Wiki: Tutorial for signing and verification with extended RSAKey class

TOP | DOWNLOADS | TUTORIALS | API REFERENCE | DEMOS

(DEPRECATED)

RSA signing and verifying by extended RSAKey is DEPRECATED and will not be supported near in the future. Please consider to move to Signature class.
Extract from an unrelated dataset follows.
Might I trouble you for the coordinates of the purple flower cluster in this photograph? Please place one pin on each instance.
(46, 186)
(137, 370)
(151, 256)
Thanks.

Signature class has following advantages:

• RSAKey can sign a string only however Signature class can also sign a hexadecimal string.
• progressive signing for large sized data.
• class and methods are aligned to Java JCE Signature class
• easy to understand and learn
• good class architecture
• less global variables and functions

Signing

Here is an example to sign a string "aaa" with "SHA1withRSA" algorithm by PEM formatted private key.

var rsa = new RSAKey();
rsa.readPrivateKeyFromPEMString(_PEM_PRIVATE_KEY_STRING_);
var hSig = rsa.signString("aaa", "sha1"); // sign a string "aaa" with key

Verifying Signature

Here is an example to verify a signture of string "aaa" with specified PEM formatted X.509 certificate.

var x509 = new X509();
x509.readCertPEM(_PEM_X509CERT_STRING_);
var result = x509.subjectPublicKeyRSA.verifyString("aaa", _HEX_SIGNATURE_);

Supported Signature Algorithms

The script "rsa-sign.js" currently supports following signature algorithms:

• SHA1withRSA
• SHA256withRSA
• SHA512withRSA
• MD5withRSA
• RIPEMD160withRSA

However you can extend other signature algorithms such like MD2withRSA or SHA384withRSA by just specifying two variables in it.

 _RSASIGN_DIHEAD['md2'] = "30..."; // Hexadecimal DigestInfo prefix for MD5
 _RSASIGN_HASHHEXFUNC['md2'] = md2hex; // function which returns value in hex.